Graymont wants to purchase the state-owned land which includes both the surface and the limestone. Graymont wants 7,888 acres to develop an underground mine; 1,665 acres of the Hendricks mine area for a surface (open pit) mine; 1,410 acres for a processing plant, with a buffer around the actual plant; and 160 acres of the Wilwin area would be the location of a surface mine.

Review of the 11,123-acre Graymont project is actively happening now and it has received little attention. In an op-ed in the Lansing State Journal, Sierra Club Forest Policy Specialist and forest ecologist Marvin Roberson made these comments:

Michigan may be poised to sell off significant parcels of public land. The state has received an application from a limestone mining company, Graymont, asking the DNR to sell them more than 10,000 acres of state forest land. That’s 15 square miles of land belonging to all of us that the state might sell to a private company. Most of the media coverage has focussed on the effects of this proposal on local residents. However, a land sale of this magnitude should be of concern to all Michiganians.

Not only is this an extremely large piece of land to consider selling (more than 20 times larger than any previous sale), it is also prime forest land. During a previous DNR planning process, DNR staff identified this very piece of land as some of the most valuable land in the state for both habitat and timber purposes. We should not be considering selling it.

Once an application is received, the DNR has a formal review procedure used to evaluate the merits of an application, and that is where the process is now. One of the criteria for selling land is whether or not it is “surplus.” Declaring land “surplus” means it has met previously established conditions for land the DNR does not want.

This piece of land meets no previously established definition of “surplus land.” In fact, if the most valuable 15 square miles of timber and habitat in the eastern UP is “surplus,” it is difficult to imagine which parcels of state land are not “surplus.” Could this be the beginning of wholesale disposal of state land in Michigan?

State officials are currently receiving public comments and assure us that they will review the case very carefully.
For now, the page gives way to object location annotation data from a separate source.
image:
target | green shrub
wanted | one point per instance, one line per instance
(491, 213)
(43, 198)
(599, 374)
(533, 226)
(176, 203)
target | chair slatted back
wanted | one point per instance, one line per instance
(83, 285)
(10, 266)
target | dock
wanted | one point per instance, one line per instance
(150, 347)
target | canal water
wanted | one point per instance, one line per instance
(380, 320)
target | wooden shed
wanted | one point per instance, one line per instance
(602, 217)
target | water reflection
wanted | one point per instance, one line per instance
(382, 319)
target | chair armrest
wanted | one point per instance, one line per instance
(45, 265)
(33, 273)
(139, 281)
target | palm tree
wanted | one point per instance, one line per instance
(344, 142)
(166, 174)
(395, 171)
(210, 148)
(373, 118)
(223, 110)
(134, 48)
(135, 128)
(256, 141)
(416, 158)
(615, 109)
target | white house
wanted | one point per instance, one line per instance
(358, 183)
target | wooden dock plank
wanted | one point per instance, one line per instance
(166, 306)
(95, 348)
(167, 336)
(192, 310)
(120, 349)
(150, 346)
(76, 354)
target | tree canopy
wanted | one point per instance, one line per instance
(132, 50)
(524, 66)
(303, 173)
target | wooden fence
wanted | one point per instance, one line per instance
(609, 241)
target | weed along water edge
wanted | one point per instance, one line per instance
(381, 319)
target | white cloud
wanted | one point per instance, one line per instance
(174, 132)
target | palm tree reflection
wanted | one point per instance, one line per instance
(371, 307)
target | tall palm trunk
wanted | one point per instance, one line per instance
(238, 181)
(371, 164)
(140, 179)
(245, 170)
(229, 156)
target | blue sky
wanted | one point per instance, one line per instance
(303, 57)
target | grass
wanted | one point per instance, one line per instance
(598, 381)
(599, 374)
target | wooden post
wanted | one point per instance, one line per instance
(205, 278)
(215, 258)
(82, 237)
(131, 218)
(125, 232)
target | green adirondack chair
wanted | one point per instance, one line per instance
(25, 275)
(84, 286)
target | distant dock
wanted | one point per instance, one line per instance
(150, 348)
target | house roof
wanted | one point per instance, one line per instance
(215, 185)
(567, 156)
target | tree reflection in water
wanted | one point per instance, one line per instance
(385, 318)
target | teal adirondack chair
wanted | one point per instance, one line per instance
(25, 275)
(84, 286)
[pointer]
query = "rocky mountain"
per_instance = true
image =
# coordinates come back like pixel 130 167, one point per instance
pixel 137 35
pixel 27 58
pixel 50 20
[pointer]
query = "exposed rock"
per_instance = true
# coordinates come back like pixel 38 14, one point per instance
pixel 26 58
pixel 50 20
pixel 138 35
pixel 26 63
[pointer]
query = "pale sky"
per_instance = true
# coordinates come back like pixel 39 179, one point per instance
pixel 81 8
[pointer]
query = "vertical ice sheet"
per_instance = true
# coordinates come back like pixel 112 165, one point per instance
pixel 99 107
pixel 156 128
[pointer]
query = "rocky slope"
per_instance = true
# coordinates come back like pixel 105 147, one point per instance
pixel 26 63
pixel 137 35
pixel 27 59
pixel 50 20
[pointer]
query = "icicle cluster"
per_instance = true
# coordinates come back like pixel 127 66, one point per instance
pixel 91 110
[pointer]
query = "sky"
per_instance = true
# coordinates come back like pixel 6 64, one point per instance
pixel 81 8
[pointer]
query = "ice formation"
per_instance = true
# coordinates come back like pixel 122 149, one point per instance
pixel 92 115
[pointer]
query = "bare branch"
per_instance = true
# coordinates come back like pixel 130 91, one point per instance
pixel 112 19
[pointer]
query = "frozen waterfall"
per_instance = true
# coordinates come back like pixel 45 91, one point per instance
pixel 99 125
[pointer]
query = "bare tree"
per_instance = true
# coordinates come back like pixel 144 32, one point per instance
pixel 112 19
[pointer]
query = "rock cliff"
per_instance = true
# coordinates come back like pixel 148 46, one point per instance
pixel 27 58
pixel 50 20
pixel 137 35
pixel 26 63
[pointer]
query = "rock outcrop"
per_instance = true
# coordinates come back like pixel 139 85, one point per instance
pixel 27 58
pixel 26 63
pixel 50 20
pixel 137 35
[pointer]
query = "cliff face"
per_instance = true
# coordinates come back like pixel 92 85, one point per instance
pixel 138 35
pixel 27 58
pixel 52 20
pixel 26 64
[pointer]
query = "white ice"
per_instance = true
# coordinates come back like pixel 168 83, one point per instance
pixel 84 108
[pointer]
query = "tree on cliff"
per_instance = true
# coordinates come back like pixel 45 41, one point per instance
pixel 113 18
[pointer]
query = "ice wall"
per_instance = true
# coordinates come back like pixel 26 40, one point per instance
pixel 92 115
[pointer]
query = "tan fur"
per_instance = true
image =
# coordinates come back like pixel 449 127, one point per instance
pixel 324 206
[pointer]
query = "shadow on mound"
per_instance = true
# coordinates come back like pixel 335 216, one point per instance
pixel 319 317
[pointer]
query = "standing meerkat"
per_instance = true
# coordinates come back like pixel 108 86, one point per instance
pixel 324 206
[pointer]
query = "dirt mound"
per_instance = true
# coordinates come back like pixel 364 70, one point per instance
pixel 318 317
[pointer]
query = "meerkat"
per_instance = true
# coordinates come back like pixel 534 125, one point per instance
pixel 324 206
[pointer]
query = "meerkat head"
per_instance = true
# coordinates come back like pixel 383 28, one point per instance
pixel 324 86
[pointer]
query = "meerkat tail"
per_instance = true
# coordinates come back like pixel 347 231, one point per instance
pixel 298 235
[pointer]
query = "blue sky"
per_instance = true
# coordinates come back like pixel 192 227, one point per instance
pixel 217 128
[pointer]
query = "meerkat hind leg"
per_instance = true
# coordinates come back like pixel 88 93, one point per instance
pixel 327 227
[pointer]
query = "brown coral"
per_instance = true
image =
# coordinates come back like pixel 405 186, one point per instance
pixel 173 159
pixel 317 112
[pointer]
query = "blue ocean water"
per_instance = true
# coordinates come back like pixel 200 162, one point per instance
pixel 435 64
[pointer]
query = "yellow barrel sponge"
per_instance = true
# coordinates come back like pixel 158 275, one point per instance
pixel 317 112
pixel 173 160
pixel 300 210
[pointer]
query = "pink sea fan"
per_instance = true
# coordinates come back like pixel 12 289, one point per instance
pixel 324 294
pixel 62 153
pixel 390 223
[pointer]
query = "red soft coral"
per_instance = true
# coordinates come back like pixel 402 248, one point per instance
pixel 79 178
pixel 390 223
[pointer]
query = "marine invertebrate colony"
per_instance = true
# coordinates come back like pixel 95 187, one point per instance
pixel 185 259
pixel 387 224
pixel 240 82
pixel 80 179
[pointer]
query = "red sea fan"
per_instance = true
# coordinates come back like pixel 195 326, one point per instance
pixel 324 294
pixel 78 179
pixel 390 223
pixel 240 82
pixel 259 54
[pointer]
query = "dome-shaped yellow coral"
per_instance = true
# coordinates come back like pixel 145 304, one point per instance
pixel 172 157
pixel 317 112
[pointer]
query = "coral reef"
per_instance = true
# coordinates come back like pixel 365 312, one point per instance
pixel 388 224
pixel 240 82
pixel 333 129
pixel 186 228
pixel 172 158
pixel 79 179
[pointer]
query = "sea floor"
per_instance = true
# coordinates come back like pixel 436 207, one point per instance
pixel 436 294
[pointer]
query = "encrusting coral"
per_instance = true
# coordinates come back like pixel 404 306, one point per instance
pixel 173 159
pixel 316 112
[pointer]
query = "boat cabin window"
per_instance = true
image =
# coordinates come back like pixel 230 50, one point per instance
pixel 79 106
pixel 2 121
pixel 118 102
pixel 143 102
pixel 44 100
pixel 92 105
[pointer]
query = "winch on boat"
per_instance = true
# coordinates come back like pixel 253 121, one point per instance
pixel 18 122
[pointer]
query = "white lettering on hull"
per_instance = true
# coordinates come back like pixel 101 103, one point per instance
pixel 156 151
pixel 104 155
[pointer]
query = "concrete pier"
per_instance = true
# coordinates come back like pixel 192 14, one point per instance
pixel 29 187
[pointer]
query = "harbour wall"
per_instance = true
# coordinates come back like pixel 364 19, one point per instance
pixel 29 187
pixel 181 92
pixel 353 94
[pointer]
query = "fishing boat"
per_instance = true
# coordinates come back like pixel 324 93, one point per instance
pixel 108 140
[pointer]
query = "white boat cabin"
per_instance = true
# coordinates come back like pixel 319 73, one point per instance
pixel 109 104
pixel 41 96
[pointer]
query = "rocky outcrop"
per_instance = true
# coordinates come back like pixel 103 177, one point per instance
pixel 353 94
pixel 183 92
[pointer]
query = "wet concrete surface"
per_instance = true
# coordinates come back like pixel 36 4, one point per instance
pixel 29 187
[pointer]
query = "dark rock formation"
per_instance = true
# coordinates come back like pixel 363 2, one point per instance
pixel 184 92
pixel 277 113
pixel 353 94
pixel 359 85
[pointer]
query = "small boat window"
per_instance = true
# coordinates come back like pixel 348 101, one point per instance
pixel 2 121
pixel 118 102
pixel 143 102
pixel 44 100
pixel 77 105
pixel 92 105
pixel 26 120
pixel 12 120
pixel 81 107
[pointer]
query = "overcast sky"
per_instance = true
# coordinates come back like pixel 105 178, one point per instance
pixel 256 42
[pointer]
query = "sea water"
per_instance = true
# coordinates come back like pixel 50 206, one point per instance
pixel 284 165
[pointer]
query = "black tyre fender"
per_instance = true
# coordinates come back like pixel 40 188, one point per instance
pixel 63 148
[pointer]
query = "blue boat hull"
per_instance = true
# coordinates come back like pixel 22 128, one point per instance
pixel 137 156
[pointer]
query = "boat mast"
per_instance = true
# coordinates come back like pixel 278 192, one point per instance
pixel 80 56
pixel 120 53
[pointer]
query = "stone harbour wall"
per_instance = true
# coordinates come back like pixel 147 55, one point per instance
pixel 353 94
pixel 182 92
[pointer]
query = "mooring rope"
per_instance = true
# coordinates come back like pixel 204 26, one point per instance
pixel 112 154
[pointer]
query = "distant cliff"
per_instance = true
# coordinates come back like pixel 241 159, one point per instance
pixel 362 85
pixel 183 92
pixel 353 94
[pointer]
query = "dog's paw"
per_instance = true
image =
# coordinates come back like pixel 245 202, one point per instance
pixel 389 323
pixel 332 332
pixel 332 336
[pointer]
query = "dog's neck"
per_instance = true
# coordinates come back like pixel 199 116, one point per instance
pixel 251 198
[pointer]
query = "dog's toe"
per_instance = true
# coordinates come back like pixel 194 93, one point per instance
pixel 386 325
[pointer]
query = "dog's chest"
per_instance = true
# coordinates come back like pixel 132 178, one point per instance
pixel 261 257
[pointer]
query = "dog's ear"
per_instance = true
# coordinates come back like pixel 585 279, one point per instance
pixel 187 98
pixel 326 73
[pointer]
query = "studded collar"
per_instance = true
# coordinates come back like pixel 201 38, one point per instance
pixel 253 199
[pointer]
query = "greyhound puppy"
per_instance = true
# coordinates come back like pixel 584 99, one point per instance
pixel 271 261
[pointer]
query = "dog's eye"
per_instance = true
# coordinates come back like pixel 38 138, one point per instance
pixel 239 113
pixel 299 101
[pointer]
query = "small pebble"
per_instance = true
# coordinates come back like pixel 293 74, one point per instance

I spoke to Roberson about this new effort to sell off huge amounts of Michigan public lands, lands that are, in effect, owned by ALL Michigan residents. He told me that the state is required by statute to maintain a list of so-called “surplus” land but the Department of Natural Resources (DNR) does not require prospective buyers to choose from sites on that list. And, as he points out in his op-ed, the land Graymont is interested in isn’t on the list. Neither are any of the others I’ve mentioned.

“It’s like if you went to a garage sale,” Roberson said, “And you didn’t see anything you wanted. But then you saw a nice television inside the house and decided you wanted that, instead.”

Roberson said that, in the past, the discussion has always been about how we manage our public lands, not about how we should get rid of them. “If we are managing a forest area and decide that we want to grow different species of trees or manage it in some other way, we can do that in a relatively short time,” he said. “But if we sell it to a private company for some other use, we lose that ability. Once it’s sold, we can’t change it.”

The state of Michigan has a website regarding the Graymont proposal HERE. That site contains a great deal of information including maps and details about the proposal. As I’ve mentioned, they are currently receiving public comments on the proposed sale of over 11,000 acres of prime forest land to be used for limestone mining. If you’d like to give your comments, you can send them to:

DNR-GraymontProposalComments@michigan.gov

Comments and input are also accepted at Natural Resources Commission meetings and the DNR has committed to host at least one public meeting in the eastern Upper Peninsula prior to DNR Director Keith Creagh’s final decision.

Please take a moment to share your thoughts on this sale. It’s one thing to sell of land that’s not useful to the citizens of our state or beneficial to our state’s ecology — land considered “surplus”. It’s entirely another thing, however, to sell off prime forest land to corporate interests. It’s a short-sighted approach to generating revenue that, once done, cannot be undone.